Introduction to Machine Learning – 1
Machine learning has become one of the most popular subjects nowadays and it seems to remain popular for a long time. This term, once, is only in the studies of academic people however, today, it has a practical usage in most commercial and social applications. For example; Netflix is proposing you new movies and series that you would live to watch, Google has an excellent speech recognition API and Facebook asks to tag/label your friends faces in the photos. So, what is machine learning?
Machine learning is a task to improve the computer’s learning abilities without pre-programming. This means, not to tell to a computer each step of what to do, but enabling it by a model to make logical decisions against unseen situations.
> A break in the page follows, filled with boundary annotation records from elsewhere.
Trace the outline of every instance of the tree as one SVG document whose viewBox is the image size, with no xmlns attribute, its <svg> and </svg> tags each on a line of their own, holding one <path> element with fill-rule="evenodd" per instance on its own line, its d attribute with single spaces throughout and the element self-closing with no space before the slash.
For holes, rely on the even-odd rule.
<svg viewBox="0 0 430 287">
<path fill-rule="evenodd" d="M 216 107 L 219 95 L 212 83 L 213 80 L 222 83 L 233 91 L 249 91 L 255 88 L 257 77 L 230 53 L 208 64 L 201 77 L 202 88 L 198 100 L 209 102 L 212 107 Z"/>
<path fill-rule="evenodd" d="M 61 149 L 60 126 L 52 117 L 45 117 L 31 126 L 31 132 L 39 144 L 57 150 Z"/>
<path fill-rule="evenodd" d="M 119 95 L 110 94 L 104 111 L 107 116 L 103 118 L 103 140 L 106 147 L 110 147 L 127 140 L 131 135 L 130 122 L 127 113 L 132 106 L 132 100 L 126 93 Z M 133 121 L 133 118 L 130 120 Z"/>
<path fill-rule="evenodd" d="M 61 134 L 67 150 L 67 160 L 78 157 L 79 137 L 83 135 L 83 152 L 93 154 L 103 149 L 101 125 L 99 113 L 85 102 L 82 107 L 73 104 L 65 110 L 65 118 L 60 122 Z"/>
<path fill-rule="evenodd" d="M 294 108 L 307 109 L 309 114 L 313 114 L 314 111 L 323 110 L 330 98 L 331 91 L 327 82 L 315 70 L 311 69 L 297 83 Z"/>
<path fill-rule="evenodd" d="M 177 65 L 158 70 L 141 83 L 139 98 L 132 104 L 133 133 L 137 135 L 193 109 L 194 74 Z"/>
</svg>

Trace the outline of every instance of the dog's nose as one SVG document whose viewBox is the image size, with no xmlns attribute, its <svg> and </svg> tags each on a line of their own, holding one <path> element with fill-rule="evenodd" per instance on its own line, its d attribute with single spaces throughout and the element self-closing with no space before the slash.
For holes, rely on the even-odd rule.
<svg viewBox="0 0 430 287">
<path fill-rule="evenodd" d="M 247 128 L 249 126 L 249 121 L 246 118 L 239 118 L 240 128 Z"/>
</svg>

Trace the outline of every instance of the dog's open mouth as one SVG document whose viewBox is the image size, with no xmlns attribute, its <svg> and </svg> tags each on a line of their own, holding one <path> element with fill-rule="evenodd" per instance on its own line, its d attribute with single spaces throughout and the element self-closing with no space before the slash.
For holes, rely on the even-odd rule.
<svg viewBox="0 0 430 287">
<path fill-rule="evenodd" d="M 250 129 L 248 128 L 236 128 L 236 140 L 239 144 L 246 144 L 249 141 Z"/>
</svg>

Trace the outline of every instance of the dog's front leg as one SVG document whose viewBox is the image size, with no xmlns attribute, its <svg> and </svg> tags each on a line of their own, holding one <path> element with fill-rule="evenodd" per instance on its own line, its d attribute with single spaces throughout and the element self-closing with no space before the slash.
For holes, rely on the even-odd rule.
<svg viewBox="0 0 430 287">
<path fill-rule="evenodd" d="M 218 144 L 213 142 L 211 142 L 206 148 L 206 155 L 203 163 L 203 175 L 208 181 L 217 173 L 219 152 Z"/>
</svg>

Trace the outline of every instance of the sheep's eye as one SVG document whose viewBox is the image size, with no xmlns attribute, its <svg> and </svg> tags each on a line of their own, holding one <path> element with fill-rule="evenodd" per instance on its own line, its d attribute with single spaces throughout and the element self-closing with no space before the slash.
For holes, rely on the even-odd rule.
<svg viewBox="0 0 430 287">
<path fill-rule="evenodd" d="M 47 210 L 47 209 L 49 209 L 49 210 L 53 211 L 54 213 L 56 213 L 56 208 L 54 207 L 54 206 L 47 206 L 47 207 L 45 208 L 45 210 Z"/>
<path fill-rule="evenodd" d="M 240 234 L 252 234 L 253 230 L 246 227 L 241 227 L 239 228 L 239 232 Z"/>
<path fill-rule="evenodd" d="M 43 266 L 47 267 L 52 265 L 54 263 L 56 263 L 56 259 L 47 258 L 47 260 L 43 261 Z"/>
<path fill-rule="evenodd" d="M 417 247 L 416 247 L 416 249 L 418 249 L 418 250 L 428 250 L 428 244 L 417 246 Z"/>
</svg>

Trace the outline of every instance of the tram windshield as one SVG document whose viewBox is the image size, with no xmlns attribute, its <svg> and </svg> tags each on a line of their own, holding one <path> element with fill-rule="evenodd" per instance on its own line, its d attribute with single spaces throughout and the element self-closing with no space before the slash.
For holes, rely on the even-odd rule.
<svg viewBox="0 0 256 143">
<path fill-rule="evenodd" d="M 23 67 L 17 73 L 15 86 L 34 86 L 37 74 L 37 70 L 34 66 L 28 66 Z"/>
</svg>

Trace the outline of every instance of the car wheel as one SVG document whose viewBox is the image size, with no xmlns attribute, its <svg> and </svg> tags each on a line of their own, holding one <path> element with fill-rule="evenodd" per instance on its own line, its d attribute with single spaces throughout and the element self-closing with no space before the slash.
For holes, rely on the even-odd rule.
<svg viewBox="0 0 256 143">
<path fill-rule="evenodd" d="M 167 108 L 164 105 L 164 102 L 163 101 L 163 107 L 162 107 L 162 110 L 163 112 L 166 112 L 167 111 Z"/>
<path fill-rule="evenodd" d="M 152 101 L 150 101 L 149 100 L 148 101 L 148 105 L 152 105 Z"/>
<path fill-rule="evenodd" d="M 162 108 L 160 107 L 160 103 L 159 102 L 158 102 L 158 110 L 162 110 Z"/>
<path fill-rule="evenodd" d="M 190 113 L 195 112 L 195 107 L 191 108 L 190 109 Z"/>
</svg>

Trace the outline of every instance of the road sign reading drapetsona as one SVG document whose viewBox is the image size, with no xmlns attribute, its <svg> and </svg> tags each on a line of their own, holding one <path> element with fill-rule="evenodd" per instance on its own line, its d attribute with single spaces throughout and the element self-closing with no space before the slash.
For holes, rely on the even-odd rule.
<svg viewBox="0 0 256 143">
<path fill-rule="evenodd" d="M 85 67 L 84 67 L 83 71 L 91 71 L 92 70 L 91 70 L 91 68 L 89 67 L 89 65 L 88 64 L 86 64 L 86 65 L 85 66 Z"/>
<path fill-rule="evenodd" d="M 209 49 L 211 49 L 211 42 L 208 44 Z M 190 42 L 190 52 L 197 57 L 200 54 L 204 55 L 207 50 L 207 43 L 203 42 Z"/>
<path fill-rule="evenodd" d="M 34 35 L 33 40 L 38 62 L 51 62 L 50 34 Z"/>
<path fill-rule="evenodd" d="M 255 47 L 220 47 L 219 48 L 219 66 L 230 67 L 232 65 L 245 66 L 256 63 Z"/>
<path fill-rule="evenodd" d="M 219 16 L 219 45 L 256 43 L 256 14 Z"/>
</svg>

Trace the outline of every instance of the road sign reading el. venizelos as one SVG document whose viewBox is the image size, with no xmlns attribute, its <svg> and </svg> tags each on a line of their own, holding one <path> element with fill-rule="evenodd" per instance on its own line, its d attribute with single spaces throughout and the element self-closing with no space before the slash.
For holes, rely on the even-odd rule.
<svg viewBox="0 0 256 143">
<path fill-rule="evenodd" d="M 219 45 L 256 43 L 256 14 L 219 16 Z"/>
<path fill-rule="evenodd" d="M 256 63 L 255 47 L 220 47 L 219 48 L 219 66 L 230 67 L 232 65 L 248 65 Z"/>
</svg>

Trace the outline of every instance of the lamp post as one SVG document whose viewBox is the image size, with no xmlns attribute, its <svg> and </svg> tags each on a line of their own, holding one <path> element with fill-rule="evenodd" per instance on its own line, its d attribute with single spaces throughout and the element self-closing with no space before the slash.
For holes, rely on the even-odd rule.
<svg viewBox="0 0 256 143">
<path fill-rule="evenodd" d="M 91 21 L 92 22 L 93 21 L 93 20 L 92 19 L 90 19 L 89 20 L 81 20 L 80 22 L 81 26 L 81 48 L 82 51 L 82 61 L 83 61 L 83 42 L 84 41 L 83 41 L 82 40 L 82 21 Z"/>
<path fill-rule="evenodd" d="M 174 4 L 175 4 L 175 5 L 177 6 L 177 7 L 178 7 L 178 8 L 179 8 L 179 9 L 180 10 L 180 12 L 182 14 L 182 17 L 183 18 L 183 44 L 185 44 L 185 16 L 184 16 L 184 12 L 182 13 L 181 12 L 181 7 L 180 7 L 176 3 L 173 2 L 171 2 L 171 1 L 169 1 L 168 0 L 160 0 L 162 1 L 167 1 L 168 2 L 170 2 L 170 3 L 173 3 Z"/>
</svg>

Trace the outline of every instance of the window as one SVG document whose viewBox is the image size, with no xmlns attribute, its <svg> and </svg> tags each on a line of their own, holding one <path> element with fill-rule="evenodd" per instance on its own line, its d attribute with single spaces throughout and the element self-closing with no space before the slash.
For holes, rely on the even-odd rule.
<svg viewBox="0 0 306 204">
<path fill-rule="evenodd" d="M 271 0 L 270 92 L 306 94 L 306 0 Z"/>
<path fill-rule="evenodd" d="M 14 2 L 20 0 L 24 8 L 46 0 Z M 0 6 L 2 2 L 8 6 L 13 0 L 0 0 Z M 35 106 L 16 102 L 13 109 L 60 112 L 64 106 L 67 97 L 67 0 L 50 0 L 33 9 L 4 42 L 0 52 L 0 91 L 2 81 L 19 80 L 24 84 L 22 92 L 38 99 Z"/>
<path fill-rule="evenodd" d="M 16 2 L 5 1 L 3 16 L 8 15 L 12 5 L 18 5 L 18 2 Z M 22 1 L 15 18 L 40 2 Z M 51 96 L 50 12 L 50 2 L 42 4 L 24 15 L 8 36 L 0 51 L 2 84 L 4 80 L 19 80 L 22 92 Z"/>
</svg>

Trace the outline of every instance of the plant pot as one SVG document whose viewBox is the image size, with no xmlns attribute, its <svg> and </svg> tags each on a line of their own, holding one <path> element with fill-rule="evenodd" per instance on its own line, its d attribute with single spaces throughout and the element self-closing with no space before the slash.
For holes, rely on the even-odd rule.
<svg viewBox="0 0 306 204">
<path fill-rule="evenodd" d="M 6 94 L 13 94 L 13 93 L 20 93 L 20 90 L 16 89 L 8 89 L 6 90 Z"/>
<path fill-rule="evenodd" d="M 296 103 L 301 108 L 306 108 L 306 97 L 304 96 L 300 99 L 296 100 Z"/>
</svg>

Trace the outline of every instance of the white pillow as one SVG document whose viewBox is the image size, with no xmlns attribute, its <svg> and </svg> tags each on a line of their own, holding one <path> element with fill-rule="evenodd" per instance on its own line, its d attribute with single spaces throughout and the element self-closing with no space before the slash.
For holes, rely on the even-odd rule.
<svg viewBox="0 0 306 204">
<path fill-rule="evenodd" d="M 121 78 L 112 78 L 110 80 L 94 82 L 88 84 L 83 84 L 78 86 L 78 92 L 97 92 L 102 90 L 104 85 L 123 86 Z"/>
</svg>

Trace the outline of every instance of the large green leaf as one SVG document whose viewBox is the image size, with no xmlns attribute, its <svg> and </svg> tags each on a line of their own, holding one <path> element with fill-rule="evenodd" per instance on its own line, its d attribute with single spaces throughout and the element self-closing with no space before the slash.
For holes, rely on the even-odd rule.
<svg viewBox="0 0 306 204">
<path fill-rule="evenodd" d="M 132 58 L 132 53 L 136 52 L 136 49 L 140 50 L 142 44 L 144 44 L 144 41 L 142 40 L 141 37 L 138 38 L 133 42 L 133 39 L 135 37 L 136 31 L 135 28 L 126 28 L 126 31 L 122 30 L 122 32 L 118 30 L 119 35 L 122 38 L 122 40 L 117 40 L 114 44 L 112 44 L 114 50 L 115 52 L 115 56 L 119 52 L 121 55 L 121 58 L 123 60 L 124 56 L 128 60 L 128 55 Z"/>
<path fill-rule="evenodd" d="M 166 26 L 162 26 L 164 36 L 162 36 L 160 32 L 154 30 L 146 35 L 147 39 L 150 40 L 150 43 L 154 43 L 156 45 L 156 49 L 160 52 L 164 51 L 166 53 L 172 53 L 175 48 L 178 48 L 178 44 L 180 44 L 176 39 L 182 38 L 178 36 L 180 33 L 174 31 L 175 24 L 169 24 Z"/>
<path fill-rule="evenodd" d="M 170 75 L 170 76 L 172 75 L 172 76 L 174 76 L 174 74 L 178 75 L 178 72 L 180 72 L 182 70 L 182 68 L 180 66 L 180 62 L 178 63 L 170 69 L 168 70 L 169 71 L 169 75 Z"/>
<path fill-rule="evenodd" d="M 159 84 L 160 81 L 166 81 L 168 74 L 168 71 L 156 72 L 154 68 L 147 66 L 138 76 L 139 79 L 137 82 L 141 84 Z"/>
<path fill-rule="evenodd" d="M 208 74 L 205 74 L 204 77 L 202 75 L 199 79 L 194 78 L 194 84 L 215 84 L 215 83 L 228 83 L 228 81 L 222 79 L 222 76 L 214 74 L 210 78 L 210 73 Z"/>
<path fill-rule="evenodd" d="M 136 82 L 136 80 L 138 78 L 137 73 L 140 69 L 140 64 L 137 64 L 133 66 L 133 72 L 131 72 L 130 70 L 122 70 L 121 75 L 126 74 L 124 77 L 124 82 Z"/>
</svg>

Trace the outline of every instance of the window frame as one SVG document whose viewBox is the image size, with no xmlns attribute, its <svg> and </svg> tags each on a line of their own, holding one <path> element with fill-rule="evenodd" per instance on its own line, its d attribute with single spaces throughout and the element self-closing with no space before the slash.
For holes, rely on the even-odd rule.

Instead of static program instructions, a learning model is developed to make a prediction and decision against a new situation.
Machine learning is emerged as a field of science which also includes pattern recognition (indeed, pattern recognition should be a subject of a new post). When I was conducting a postdoc research in USA in 2016, my advisor once told me that “now they are calling machine learning what they are calling to pattern recognition a few years ago, it’s just rebranding“. Thus; it is difficult to separate machine learning, pattern recognition, data mining and computational statistics. In most cases, they are overlapping and intersecting.
Machine learning is being used in many areas where static algorithms are not feasible such as spam filtering, detecting network intrusions, optical character recognition, biometrics (fingerprint, face, retina recognition), search engines, computer vision and much more…
Machine learning tasks can be divided into three categories according to their feedback mechanisms:
- Supervised learning: Input data and the corresponding desired output data about the problem is given to the computer by an expert. The aim is to obtain a relationship between the input and the output. Thus, we will have a generalized model for the problem. Curve fitting is the basic method for this purpose.
- Unsupervised learning: No labels (desired outputs) are given to the algorithm and structuring the input data and finding the hidden patterns by its own is expected from the algorithm.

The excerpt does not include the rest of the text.